Comparisons to Monet Bothered This Artist. Now They’re Side by Side.
As a postmodernist philosopher, Monet is not a philosopher. Nor is he a painter. Nor is he a painter. Nor is he a painter. Nor is he a painter. But he’s still the finest of them, a painter who was not, as a self-taught painter could be, but, as an established painter, was. (His only training came from his father.) He is the best painter in France, and he is the rare painter to whom we can look for inspiration, because he can look directly into the soul of a subject, and get it right. And then look away, and come up with a new one.

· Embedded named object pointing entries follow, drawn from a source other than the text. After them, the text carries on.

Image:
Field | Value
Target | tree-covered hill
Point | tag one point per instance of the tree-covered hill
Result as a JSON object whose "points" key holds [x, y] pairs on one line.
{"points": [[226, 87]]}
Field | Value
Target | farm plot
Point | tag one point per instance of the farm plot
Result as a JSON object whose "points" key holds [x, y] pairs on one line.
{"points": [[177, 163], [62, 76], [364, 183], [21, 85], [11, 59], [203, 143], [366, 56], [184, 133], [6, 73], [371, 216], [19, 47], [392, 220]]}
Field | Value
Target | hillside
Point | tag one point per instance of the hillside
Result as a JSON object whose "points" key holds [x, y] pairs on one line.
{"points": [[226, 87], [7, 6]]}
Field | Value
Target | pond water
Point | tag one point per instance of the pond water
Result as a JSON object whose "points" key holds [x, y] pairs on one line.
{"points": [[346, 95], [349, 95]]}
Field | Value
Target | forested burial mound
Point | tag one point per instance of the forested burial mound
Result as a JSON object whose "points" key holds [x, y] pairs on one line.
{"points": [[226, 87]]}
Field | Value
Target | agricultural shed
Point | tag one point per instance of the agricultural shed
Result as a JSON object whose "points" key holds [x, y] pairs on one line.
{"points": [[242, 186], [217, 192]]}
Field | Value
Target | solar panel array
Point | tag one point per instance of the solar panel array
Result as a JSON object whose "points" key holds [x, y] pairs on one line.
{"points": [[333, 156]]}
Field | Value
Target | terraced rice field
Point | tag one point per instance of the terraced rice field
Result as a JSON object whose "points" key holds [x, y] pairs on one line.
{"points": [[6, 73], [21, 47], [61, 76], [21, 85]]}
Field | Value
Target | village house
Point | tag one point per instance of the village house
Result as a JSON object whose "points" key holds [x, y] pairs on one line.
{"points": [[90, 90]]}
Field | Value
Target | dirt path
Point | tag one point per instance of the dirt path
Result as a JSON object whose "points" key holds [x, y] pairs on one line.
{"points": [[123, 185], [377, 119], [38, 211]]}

This is an old story. This is an old debate. What is the criterion by which to judge Monet for your own enjoyment? There cannot be a perfect art—there never can be—and there can be a sublime and a terrible one, and the two must be differentiated. There is a beautiful painting to be admired in a museum, but it is not the Mona Lisa.
But the question is, what is the criterion of his greatness? Is he a great painter because he’s a great painter? There are great painters who can’t make great paintings, because they can’t look into the soul of a subject properly, or because they can’t use the full range of their abilities. They are not able to work with the medium in a way that allows them to achieve the kind of excellence of which they are capable.
This is the great dilemma in modern painting. What is the criterion of greatness? It’s a problem that has perplexed human art for hundreds of years.
In order to tell that one can’t know about art, let’s focus on one famous painting—a Monet. The Mona Lisa.